ALLGEMEINES
Das Büchlein Ruth gehört zu den «fünf Büchern» (Megilloth), die an bestimmten Festen im Tempel vorgelesen wurden, nämlich: Hohelied, Ruth, Klagelieder, Prediger und Esther. Das Buch Ruth wurde anlässlich des Erntefestes vorgelesen.
ZEITABSCHNITT
Die Geschichte spielt sich zur Richterzeit ab (Ri 1,1), als eine Hungersnot im Lande herrschte (vgl. Ri 6,4). Es war eine Zeit der Unruhe und des Zerwürfnisses, und diese liebliche Begebenheit tritt um so heller hervor, als sie in einen solch dunklen Rahmen gestellt ist.
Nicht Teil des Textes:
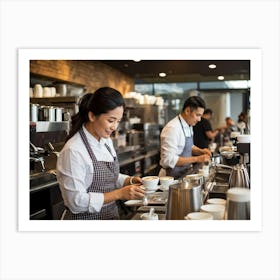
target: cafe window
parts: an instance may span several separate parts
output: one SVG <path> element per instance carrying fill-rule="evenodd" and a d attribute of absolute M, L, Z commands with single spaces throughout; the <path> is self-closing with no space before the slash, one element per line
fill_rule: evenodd
<path fill-rule="evenodd" d="M 154 95 L 154 84 L 135 84 L 135 91 L 142 94 Z"/>
<path fill-rule="evenodd" d="M 200 89 L 247 89 L 249 88 L 249 81 L 217 81 L 217 82 L 200 82 Z"/>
Sie beweist, dass trotz allem noch eine Elite vorhanden war, die ihre Knie nicht vor Baal beugte.
VERFASSER
Der Verfasser ist unbekannt. Die Abfassungszeit ist nach der Richterperiode anzusetzen (da diese nach Rt 1,1 der Vergangenheit angehört), jedoch wahrscheinlich vor der Geburt Salomos, da die Stammtafel Rt 4,22 mit David abschliesst. Daraus ergibt sich, dass der Verfasser wohl ein Zeitgenosse Davids ist.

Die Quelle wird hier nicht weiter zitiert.